Serogen

Serogen

quetiapine

Manufacturer:

Genepharm

Distributor:

Firma Welfare Instrument
/
SB Pharma
Full Prescribing Info
Contents
Quetiapine.
Indications/Uses
Serogen is indicated for: treatment of schizophrenia.
Treatment of bipolar disorder: For the treatment of moderate to severe manic episodes in bipolar disorder; For the treatment of major depressive episodes in bipolar disorder; For the prevention of recurrence of manic or depressed episodes in patients with bipolar disorder who previously responded to quetiapine treatment.
Dosage/Direction for Use
Different dosing schedules exist for each indication. It must therefore be ensured that patients receive clear information on the appropriate dosage for their condition.
Serogen can be administered with or without food.
Adults: For the treatment of schizophrenia: For the treatment of schizophrenia, Serogen should be administered twice a day. The total daily dose for the first four days of therapy is 50 mg (Day 1), 100 mg (Day 2), 200 mg (Day 3) and 300 mg (Day 4) From Day 4 onwards, the dose should be titrated to the usual effective dose of 300 to 450 mg/day. Depending on the clinical response and tolerability of the individual patient, the dose may be adjusted within the range 150 to 750 mg/day.
For the treatment of moderate to severe manic episodes in bipolar disorder: For the treatment of manic episodes associated with bipolar disorder, Serogen should be administered twice a day.
The total daily dose for the first four days of therapy is 100 mg (Day 1), 200 mg (Day 2), 300 mg (Day 3) and 400 mg (Day 4). Further dosage adjustments up to 800 mg/day by Day 6 should be in increments of no greater than 200 mg/day.
The dose may be adjusted depending on clinical response and tolerability of the individual patient, within the range of 200 to 800 mg/day. The usual effective dose is in the range of 400 to 800 mg/day.
For the treatment of major depressive episodes in bipolar disorder Serogen should be administered once daily at bedtime.
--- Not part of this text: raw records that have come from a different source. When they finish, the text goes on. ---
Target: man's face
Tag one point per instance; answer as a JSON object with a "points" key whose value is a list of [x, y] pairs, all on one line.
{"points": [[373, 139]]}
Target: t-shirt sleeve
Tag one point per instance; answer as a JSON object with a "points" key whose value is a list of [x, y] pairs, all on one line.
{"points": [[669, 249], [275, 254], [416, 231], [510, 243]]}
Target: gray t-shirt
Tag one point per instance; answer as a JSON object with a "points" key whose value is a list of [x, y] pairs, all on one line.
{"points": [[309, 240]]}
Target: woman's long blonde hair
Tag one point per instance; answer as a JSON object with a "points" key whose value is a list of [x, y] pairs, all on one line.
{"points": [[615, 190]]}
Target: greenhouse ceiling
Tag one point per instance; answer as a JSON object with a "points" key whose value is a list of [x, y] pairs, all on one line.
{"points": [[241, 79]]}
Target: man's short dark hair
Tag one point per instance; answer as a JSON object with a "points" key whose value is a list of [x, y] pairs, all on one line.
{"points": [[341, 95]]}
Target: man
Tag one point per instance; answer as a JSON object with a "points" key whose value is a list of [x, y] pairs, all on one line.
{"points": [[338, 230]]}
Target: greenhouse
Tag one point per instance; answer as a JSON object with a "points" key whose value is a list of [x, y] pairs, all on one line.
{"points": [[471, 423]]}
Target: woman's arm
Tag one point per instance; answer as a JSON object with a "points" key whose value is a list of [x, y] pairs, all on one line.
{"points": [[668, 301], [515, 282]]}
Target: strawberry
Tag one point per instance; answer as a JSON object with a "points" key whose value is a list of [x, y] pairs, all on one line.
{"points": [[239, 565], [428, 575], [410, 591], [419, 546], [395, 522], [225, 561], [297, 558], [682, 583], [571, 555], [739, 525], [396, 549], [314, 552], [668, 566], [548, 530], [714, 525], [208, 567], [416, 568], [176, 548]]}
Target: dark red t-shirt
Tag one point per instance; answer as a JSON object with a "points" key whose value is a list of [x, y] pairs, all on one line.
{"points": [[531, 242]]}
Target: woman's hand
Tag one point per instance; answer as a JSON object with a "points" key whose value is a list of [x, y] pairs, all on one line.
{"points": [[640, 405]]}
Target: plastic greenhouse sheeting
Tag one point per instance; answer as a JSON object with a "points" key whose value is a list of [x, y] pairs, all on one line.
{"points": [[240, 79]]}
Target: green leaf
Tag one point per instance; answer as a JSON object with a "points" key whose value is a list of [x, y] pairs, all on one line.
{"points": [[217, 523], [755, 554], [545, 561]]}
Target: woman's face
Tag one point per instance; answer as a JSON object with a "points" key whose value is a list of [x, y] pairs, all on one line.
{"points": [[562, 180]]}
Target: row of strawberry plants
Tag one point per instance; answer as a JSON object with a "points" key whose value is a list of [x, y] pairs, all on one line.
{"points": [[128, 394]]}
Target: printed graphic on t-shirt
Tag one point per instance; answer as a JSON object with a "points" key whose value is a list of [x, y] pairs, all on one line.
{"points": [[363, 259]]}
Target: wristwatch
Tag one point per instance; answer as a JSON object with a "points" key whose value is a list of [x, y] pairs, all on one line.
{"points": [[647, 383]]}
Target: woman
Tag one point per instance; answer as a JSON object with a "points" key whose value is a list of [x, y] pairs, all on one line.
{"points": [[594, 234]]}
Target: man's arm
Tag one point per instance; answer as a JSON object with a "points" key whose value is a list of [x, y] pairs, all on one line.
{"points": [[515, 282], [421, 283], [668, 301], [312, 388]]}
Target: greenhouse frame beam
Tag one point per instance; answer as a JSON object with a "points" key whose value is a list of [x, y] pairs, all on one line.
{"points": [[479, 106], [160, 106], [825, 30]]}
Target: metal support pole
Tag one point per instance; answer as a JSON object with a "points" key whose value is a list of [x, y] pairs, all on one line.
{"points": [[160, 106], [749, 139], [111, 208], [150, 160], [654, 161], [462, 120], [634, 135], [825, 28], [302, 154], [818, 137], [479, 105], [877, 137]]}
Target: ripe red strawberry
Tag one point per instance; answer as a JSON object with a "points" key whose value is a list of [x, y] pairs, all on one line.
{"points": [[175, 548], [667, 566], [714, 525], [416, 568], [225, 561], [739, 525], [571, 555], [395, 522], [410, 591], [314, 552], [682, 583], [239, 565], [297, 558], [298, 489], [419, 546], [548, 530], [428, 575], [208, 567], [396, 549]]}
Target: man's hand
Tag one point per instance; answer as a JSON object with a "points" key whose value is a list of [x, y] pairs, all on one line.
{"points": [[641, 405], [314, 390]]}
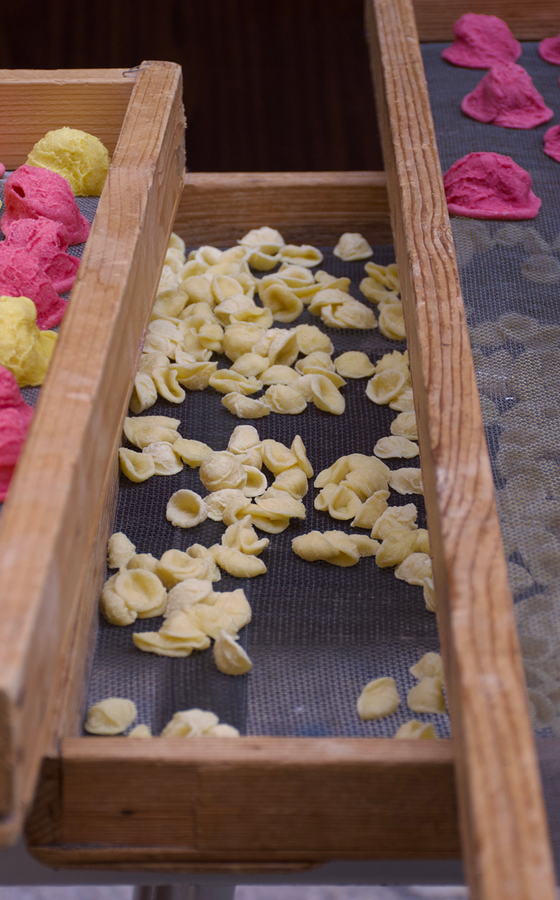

The total daily dose for the first four days of therapy is 50 mg (Day 1), 100 mg (Day 2), 200 mg (Day 3) and 300 mg (Day 4). The recommended daily dose is 300 mg. In clinical trials, no additional benefit was seen in the 600 mg group compared to the 300 mg group. Individual patients may benefit from a 600 mg dose. Doses greater than 300 mg should be initiated by physicians experienced in treating bipolar disorder. In individual patients, in the event of tolerance concerns, clinical trials have indicated that dose reduction to a minimum of 200 mg could be considered.
For preventing recurrence in bipolar disorder: For preventing recurrence of manic, mixed or depressive episodes in bipolar disorder, patients who have responded to quetiapine for acute treatment of bipolar disorder should continue therapy at the same dose. The dose may be adjusted depending on clinical response and tolerability of the individual patient, within the range of 300 to 800 mg/day administered twice daily. It is important that the lowest effective dose is used for maintenance therapy.
Elderly: As with other antipsychotics, Serogen should be used with caution in the elderly, especially during the initial dosing period. The rate of dose titration may need to be slower, and the daily therapeutic dose lower, than that used in younger patients, depending on the clinical response and tolerability of the individual patient. The mean plasma clearance of quetiapine was reduced by 30 - 50% in elderly subjects when compared to younger patients.
Efficacy and safety has not been evaluated in patients over 65 years with depressive episodes in the framework of bipolar disorder.
Paediatric population: Serogen is not recommended for use in children and adolescents below 18 years of age, due to a lack of data to support use in this age group.
Renal impairment: Dosage adjustment is not necessary in patients with renal impairment.
Hepatic impairment: Quetiapine is extensively metabolised by the liver. Therefore, Serogen should be used with caution in patients with known hepatic impairment, especially during the initial dosing period. Patients with known hepatic impairment should be started with 25 mg/day. The dosage should be increased daily with increments of 25 - 50 mg/day until an effective dosage, depending on the clinical response and tolerability
of the individual patient.
Warnings
Neonates exposed to antipsychotic drugs during the third trimester of pregnancy are at risk for extrapyramidal and/or withdrawal symptoms following delivery. There have been reports of agitation, hypertonia, hypotonia, tremor, somnolence, respiratory distress and feeding disorder in these neonates. These complications have varied in severity; while in some cases symptoms have been self-limited, in other cases neonates have required intensive care unit support and prolonged hospitalization. Serogen should be used during pregnancy only if the potential benefit justifies the potential risk to the fetus.
Elderly patients with dementia-related psychosis treated with antipsychoyic drugs are at an increased risk of death. Quetiapine is not approved for elderly patients with dementia-related psychosis.
Storage
Store below 25°C.
MIMS Class
ATC Classification
N05AH04 - quetiapine ; Belongs to the class of diazepines, oxazepines and thiazepines antipsychotics.
Presentation/Packing
FC tab 25 mg x 60's. 100 mg x 60's. 200 mg x 60's. 300 mg x 30's.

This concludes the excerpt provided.